A machine learning based approach towards building an Intrusion Detection System

Problem Description

With the rising amount of network enabled devices connected to the internet such as mobile phones, IOT appliances or vehicles the concern about the security implications of using these devices is growing. The increase in numbers and types of networked devices inevitably leads to a wider surface of attack whereas the impact of successful attacks is becoming increasingly severe as more critical responsibilities are assumed be these devices.

To identify and counter network attacks it is common to employ a combination of multiple systems in order to prevent attacks from happening or to detect and stop ongoing attacks if they can not be prevented initially. These systems are usually comprised of an intrusion prevention system such as a firewall as the first layer of security with intrusion detection systems representing the second layer. Should the intrusion prevention system be unable to prevent a network attack it is the task of the detection system to identify malicious network traffic in order to stop the ongoing attack and keep the recorded network traffic data for later analysis. This data can subsequently be used to update the prevention system to allow for the detection of the specific network attack in the future. The need for intrusion detection systems is rising as absolute prevention against attacks is not possible due to the rapid emergence of new attack types.

Even though intrusion detection systems are an essential part of network security many detection systems deployed today have a significant weakness as they facilitate signature-based attack classification patterns which are able to detect the most common known attack patterns but have the drawback of being unable to detect novel attack types. To overcome this limitation research in intrusion detection systems is focusing on more dynamic approaches based on machine learning and anomaly detection methods. In these systems the normal network behaviour is learned by processing previously recorded benign data packets which allows the system to identify new attack types by analyzing network traffic for anomalous data flows.
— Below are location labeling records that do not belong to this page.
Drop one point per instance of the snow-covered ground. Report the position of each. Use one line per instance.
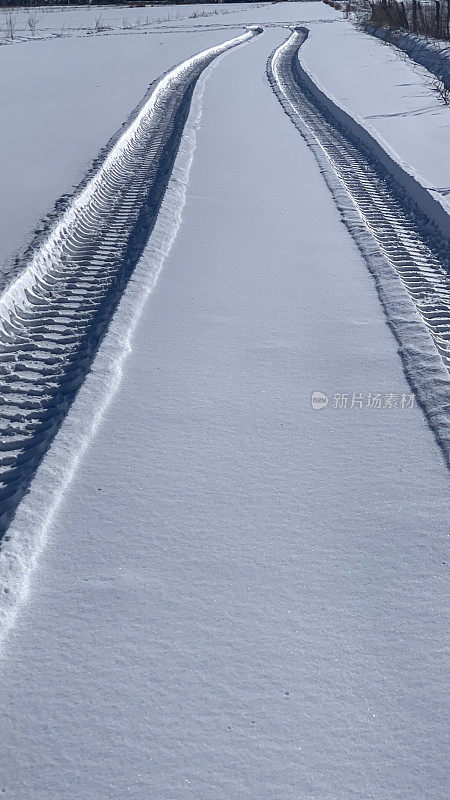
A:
(226, 592)
(390, 94)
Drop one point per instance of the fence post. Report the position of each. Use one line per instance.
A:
(414, 13)
(403, 16)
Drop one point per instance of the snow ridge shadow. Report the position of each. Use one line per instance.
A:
(406, 252)
(55, 314)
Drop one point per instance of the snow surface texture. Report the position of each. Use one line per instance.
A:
(68, 291)
(435, 57)
(241, 597)
(86, 84)
(402, 249)
(389, 95)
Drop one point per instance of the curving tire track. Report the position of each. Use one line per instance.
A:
(53, 316)
(385, 217)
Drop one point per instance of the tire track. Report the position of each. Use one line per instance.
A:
(417, 252)
(53, 316)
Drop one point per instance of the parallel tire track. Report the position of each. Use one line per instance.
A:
(53, 316)
(420, 257)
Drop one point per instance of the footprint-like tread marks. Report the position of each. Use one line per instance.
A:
(54, 315)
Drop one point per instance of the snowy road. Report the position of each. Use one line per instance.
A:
(55, 313)
(240, 596)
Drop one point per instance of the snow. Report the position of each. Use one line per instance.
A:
(239, 596)
(390, 95)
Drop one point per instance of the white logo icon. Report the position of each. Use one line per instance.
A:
(318, 400)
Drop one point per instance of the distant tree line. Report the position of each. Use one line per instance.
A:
(427, 19)
(131, 4)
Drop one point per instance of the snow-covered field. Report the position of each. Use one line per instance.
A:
(213, 586)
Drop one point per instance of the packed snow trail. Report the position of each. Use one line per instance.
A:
(240, 597)
(55, 313)
(419, 258)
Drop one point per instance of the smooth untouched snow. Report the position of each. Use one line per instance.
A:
(240, 596)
This project aims to implement a classifier capable of identifying network traffic as either benign or malicious based on machine learning and deep learning methodologies.

Data

The data used to train the classifier is taken from the CSE-CIC-IDS2018 dataset provided by the Canadian Institute for Cybersecurity. It was created by capturing all network traffic during ten days of operation inside a controlled network environment on AWS where realistic background traffic and different attack scenarios were conducted. As a result the dataset contains both benign network traffic as well as captures of the most common network attacks. The dataset is comprised of the raw network captures in pcap format as well as csv files created by using CICFlowMeter-V3 containing 80 statistical features of the individual network flows combined with their corresponding labels. A network flow is defined as an aggregation of interrelated network packets identified by the following properties:

  • Source IP
  • Destination IP
  • Source port
  • Destination port
  • Protocol

The dataset contains approximately 16 million individual network flows and covers the following attack scenarios:

  • Brute Force
  • DoS,
  • DDos
  • Heartbleed,
  • Web Attack,
  • Infiltration,
  • Botnet

Approach

The goal of this project is to create a classifier capable of categorising network flows as either benign or malicious. The problem is understood as a supervised learning problem using the labels provided in the dataset which identify the network flows as either benign or malicious. Different approaches of classifying the data will be evaluated to formulate the problem either as a binary classification or a multiclass classification problem differentiating between the individual classes of attacks provided in the dataset in the later case. A relevant subset of the features provided in the dataset will be used as predictors to classify individual network flows. Machine learning methods like k-nearest neighbours, random forest or SVM will be applied to the problem and evaluated in the first step in order to assess the feasibility of using traditional machine learning approaches. Subsequently deep learning models like convolutional neural networks, autoencoders or recurrent neural networks will be employed to create a competing classifier as recent research has shown that deep learning methods represent a promising application in the field of anomaly detection. The results of both approaches will be compared to select the best performing classifier.

Deliverables

The classifier will be deployed and served via a REST API in conjunction with a simple web application providing a user interface to utilize the API.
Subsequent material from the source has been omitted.